Yesterday I had a session with publishers of a general book publishing company. Like people in the travel sector, in real estate and in advertising and book sales, they see that Internet is the place where offer and supply takes place. They also notice that information streams are changing: citizens’ journalism in blogs is becoming a competitor of news agencies. Press photography is no longer the domain for the paparazzi; when the Dutch film producer Theo van Gogh was slaughtered, the largest Dutch newspaper De Telegraaf carried a photograph taken with a mobile camera. So is the role of the book publisher still the same? The role of publishers with reference departments for the production of encyclopaedias have a hard time as Wikipedia is available for free (of course quality is still an issue with Wikipedia).
In the meantime book publishers get a range of new media available to them: internet, e-books and iPods. So far they have made electronic brochures on the Internet as a marketing tool in the sales of their books. In the Netherlands e-Books are not a hot item, although there is progress. While audio books on CD are now getting into fashion, books on iPod have not been promoted yet.

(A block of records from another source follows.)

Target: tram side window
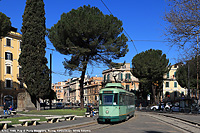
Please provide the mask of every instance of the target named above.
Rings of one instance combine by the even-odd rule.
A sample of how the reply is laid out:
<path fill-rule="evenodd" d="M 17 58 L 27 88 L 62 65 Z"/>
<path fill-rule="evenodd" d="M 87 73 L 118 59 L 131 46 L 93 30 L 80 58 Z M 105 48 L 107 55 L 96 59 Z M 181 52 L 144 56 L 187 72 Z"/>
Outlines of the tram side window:
<path fill-rule="evenodd" d="M 103 105 L 112 105 L 113 95 L 103 95 Z"/>
<path fill-rule="evenodd" d="M 125 95 L 120 94 L 119 95 L 119 105 L 124 105 L 125 104 Z"/>
<path fill-rule="evenodd" d="M 115 94 L 115 96 L 114 96 L 113 105 L 118 105 L 118 94 Z"/>
<path fill-rule="evenodd" d="M 119 95 L 119 105 L 123 105 L 123 95 Z"/>
<path fill-rule="evenodd" d="M 101 105 L 102 104 L 102 94 L 99 94 L 99 105 Z"/>

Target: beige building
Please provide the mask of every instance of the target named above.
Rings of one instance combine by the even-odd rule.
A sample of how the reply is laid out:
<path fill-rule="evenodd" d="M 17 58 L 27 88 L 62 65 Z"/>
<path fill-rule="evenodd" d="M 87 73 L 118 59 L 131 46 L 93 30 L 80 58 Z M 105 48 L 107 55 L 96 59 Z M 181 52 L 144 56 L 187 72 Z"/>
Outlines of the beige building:
<path fill-rule="evenodd" d="M 66 84 L 65 81 L 53 84 L 53 90 L 56 93 L 56 98 L 57 98 L 56 100 L 53 101 L 54 103 L 63 102 L 65 93 L 63 87 L 65 86 L 65 84 Z"/>
<path fill-rule="evenodd" d="M 11 32 L 0 39 L 0 104 L 16 106 L 17 94 L 24 92 L 24 84 L 20 75 L 21 66 L 18 63 L 21 53 L 22 35 L 12 28 Z"/>
<path fill-rule="evenodd" d="M 172 65 L 170 71 L 164 75 L 163 96 L 175 100 L 176 97 L 187 95 L 187 89 L 182 88 L 176 81 L 176 70 L 178 64 Z"/>
<path fill-rule="evenodd" d="M 68 79 L 65 90 L 65 100 L 66 103 L 80 103 L 80 78 Z"/>
<path fill-rule="evenodd" d="M 128 91 L 139 89 L 139 80 L 132 75 L 130 63 L 121 66 L 120 69 L 107 69 L 102 72 L 104 85 L 110 82 L 121 83 Z"/>
<path fill-rule="evenodd" d="M 91 77 L 84 83 L 84 103 L 98 104 L 99 91 L 102 88 L 103 77 Z"/>

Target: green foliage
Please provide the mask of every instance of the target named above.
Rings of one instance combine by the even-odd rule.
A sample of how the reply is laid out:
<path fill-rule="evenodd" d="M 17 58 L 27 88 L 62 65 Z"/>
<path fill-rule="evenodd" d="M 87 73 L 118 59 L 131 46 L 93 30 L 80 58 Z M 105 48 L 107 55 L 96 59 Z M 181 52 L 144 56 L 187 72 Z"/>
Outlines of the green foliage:
<path fill-rule="evenodd" d="M 45 57 L 45 11 L 43 0 L 27 0 L 22 23 L 22 52 L 19 63 L 27 91 L 32 97 L 50 95 L 49 69 Z"/>
<path fill-rule="evenodd" d="M 189 66 L 189 82 L 190 89 L 197 88 L 197 58 L 192 58 L 186 64 L 182 64 L 176 71 L 176 80 L 183 88 L 188 88 L 188 66 Z M 200 66 L 200 59 L 199 59 Z M 200 70 L 200 69 L 199 69 Z M 200 79 L 200 75 L 199 75 Z M 200 81 L 198 81 L 200 84 Z"/>
<path fill-rule="evenodd" d="M 88 62 L 110 64 L 125 56 L 127 38 L 122 22 L 112 15 L 104 15 L 98 8 L 84 6 L 68 13 L 49 31 L 49 39 L 57 51 L 71 55 L 63 64 L 69 70 L 83 70 Z"/>
<path fill-rule="evenodd" d="M 11 28 L 10 18 L 0 12 L 0 38 L 6 36 Z"/>
<path fill-rule="evenodd" d="M 140 89 L 152 93 L 152 85 L 162 86 L 163 75 L 170 70 L 169 59 L 161 50 L 147 50 L 132 59 L 132 74 L 140 81 Z"/>
<path fill-rule="evenodd" d="M 113 15 L 104 15 L 98 8 L 83 6 L 63 13 L 48 37 L 57 51 L 70 55 L 63 62 L 72 72 L 82 71 L 80 81 L 81 108 L 83 108 L 83 81 L 87 65 L 105 63 L 124 57 L 128 52 L 127 37 L 122 34 L 122 21 Z"/>

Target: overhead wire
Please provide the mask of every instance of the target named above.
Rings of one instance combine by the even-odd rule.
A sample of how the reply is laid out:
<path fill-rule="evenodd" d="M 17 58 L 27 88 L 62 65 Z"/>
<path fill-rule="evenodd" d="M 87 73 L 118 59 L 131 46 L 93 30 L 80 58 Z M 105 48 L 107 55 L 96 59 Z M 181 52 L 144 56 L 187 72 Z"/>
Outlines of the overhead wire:
<path fill-rule="evenodd" d="M 112 13 L 111 10 L 108 8 L 108 6 L 103 2 L 103 0 L 101 0 L 101 2 L 102 2 L 103 5 L 107 8 L 107 10 L 110 12 L 110 14 L 113 15 L 113 13 Z M 113 15 L 113 16 L 114 16 L 114 15 Z M 133 39 L 129 36 L 129 34 L 126 32 L 125 29 L 124 29 L 124 33 L 128 36 L 128 38 L 130 39 L 130 41 L 133 43 L 133 46 L 134 46 L 134 48 L 135 48 L 135 50 L 136 50 L 136 52 L 137 52 L 137 54 L 138 54 L 138 51 L 137 51 L 137 48 L 136 48 L 136 46 L 135 46 L 135 44 L 134 44 L 134 42 L 133 42 Z"/>

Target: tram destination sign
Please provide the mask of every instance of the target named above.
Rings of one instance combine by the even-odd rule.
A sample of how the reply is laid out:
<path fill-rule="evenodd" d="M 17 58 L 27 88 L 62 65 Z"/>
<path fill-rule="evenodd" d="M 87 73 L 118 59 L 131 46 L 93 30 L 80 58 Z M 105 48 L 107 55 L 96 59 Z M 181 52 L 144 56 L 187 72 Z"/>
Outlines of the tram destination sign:
<path fill-rule="evenodd" d="M 113 93 L 113 91 L 103 91 L 103 93 Z"/>

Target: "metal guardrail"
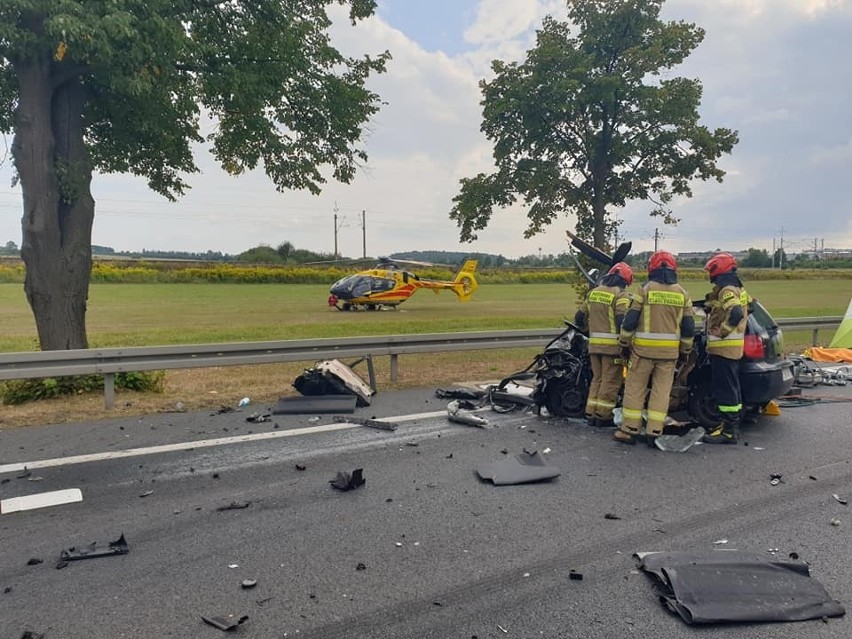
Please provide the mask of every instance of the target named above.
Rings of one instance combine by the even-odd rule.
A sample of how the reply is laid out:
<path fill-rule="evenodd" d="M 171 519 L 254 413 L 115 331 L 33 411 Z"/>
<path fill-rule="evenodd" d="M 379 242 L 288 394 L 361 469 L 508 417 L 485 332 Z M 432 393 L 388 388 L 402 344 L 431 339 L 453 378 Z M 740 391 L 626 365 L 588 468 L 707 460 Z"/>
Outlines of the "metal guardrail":
<path fill-rule="evenodd" d="M 842 319 L 840 316 L 800 317 L 777 321 L 778 325 L 786 330 L 813 331 L 812 343 L 816 344 L 820 330 L 836 328 Z M 0 353 L 0 380 L 102 374 L 104 404 L 107 408 L 111 408 L 115 402 L 116 373 L 355 357 L 360 358 L 359 361 L 361 359 L 367 361 L 370 382 L 375 387 L 373 357 L 383 355 L 390 357 L 390 378 L 392 382 L 395 382 L 399 371 L 399 355 L 540 347 L 556 337 L 559 332 L 558 328 L 543 328 Z"/>

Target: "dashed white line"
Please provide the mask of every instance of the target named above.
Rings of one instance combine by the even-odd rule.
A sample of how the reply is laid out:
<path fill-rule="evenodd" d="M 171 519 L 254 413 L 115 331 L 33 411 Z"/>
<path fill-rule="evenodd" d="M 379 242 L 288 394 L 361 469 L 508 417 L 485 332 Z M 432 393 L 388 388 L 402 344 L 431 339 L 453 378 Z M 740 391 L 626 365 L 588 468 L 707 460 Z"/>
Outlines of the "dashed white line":
<path fill-rule="evenodd" d="M 399 415 L 396 417 L 382 417 L 379 421 L 386 422 L 411 422 L 417 419 L 427 419 L 446 415 L 447 411 L 434 411 L 431 413 L 416 413 L 412 415 Z M 163 444 L 161 446 L 147 446 L 145 448 L 128 448 L 125 450 L 113 450 L 104 453 L 91 453 L 88 455 L 73 455 L 71 457 L 57 457 L 54 459 L 41 459 L 29 462 L 16 462 L 0 466 L 0 475 L 4 473 L 21 472 L 24 469 L 35 470 L 37 468 L 53 468 L 56 466 L 70 466 L 72 464 L 85 464 L 93 461 L 104 461 L 107 459 L 121 459 L 124 457 L 139 457 L 142 455 L 156 455 L 159 453 L 170 453 L 180 450 L 192 450 L 194 448 L 210 448 L 212 446 L 227 446 L 228 444 L 242 444 L 245 442 L 263 441 L 265 439 L 279 439 L 281 437 L 299 437 L 301 435 L 313 435 L 315 433 L 329 433 L 350 428 L 363 428 L 360 424 L 349 422 L 323 424 L 321 426 L 309 426 L 307 428 L 291 428 L 288 430 L 272 431 L 268 433 L 255 433 L 252 435 L 236 435 L 233 437 L 218 437 L 216 439 L 202 439 L 198 441 L 180 442 L 178 444 Z"/>

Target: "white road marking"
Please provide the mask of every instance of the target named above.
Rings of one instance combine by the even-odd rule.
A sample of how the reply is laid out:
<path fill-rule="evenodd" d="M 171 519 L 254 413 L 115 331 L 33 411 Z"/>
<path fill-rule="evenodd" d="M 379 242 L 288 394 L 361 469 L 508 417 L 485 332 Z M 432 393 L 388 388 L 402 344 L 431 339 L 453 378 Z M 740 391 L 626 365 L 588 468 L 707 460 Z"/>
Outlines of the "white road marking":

Book publishers are increasingly confronted with authors who have a site themselves, built by a smart nephew or niece, or have blogs. Book publishers get even offers for new books, based on texts of blogs and reactions from readers. And the publishers are often asked to put one of their books in a cross media package.
For a book publishing company it is hard to address this new world. In most cases these companies have been set up with the mission of producing and selling books. Their whole production scheme is based around the presentations to bookshops and their business model is based on sales through the book shops (so they do not know the readers of the book). This is changing now. Internet bookshops are increasing their sales. So the book publishers will also have to establish an environment for their readers complete with an entertaining site, an internet bookshop and a backoffice. And the publisher is becoming a domain expert having textual and sometimes photographic content.
Newspaper publishers have started to change around and are still searching for the environment, backoffice and business models. Magazine publishers have done better in some cases. Both types of publishers have news currency as a leading principle to do something with Internet. Bout news currency is usually not an item for a book publisher.
The session was interesting. It was like sparring with ideas and concepts. But in the end the inevitable questions came up: is there a budget for any of the new activities and where do we find the time to attend to an Internet site.